When applying the k-means clustering algorithm to the Iris and Wine datasets, the Iris dataset executes successfully, whereas the Wine dataset throws an error.
The error message index 0 is out of bounds for axis 1 with size 0 indicates an attempt to access an empty column dimension. To investigate the issue, the data loading function was updated to inspect dataset dimensions:
import pandas as pd
def load_and_preprocess_data():
try:
# Load datasets
iris = pd.read_csv("dataset/Iris.csv", header=0)
wine = pd.read_csv("dataset/wine.csv")
wine_red = pd.read_csv("dataset/wine+quality/winequality-red.csv", sep=';')
wine_white = pd.read_csv("dataset/wine+quality/winequality-white.csv", sep=';')
df = wine_red # Select dataset to process
print("=== Dataset Summary ===")
print(f"Shape: {df.shape}")
print(f"Columns: {df.columns.tolist()}")
print(f"First 5 rows:")
print(df.head())
print(f"Data types:")
print(df.dtypes)
# Identify label column
col_names = list(df.columns)
print(f"Last column name: {col_names[-1]}")
print(f"Unique values in last column: {df[col_names[-1]].unique()}")
# Separate features and labels
feature_cols = col_names[:-1]
label_col = col_names[-1]
features = df[feature_cols]
labels = df[label_col]
print(f"Number of features: {len(feature_cols)}")
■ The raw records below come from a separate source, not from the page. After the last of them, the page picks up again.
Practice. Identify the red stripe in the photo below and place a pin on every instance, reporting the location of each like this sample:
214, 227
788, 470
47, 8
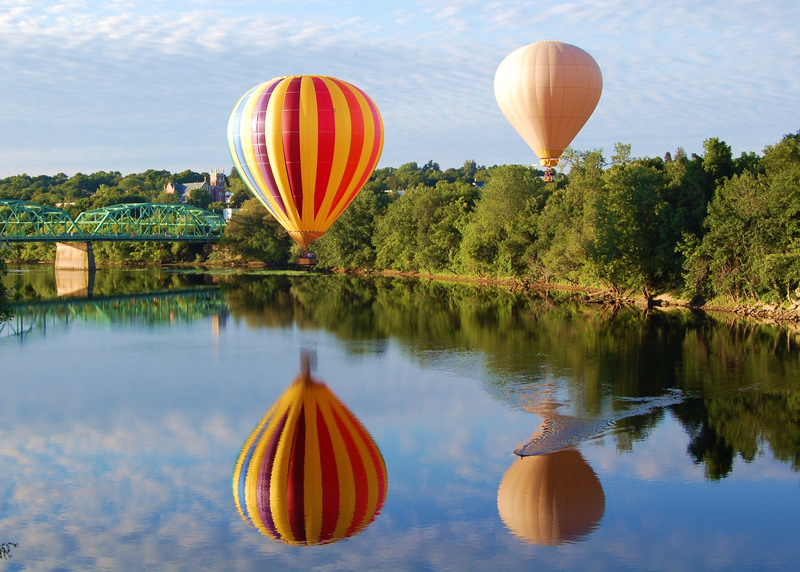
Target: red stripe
326, 141
356, 144
264, 481
377, 460
374, 153
360, 482
295, 498
291, 141
330, 481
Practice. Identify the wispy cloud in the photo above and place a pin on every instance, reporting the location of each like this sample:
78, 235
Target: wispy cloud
151, 84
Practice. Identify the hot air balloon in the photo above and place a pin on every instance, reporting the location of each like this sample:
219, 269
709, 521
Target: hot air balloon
548, 91
309, 473
551, 499
305, 146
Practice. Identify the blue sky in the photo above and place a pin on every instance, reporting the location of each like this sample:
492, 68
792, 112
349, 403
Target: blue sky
133, 85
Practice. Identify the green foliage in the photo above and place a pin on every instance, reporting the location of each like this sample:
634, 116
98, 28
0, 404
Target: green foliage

print(f"Feature names: {feature_cols}")
print(f"Features shape: {features.shape}")
print(f"Labels shape: {labels.shape}")
return features, labels, feature_cols, label_col, df
except Exception as e:
print(f"Error loading data: {e}")
# Fallback to synthetic data
print("Generating sample data for testing...")
from sklearn.datasets import make_blobs
X, y = make_blobs(n_samples=1599, centers=3, n_features=4, random_state=42)
features = pd.DataFrame(X, columns=[f'feature_{i}' for i in range(4)])
labels = pd.Series(y)
feature_cols = features.columns.tolist()
label_col = 'target'
df = features.copy()
df[label_col] = y
return features, labels, feature_cols, label_col, df
Upon execution, the Wine dataset showed unexpected dimensions:
=== Dataset Summary ===
Shape: (4898, 0)
Dimensions: 2
Size: 0
Column count: 0
This output implies 4898 rows but zero columns, suggesting that all feature columns were inadvertently removed during data ingestion.
The root cause was idnetified as a delimiter mismatch: while the Iris dataset uses comma-separated values, the Wine dataset employs semicolon-separated entries. Since the default separator was not specified, the data was misinterpreted, leading to incorrect parsing.
The solution involves explicitly specifying the correct separtaor when reading the file:
wine_red = pd.read_csv("dataset/winequality-red.csv", sep=';')
Adding sep=';' resolves the parsing issue and allows proper execution of the clustering algorithm.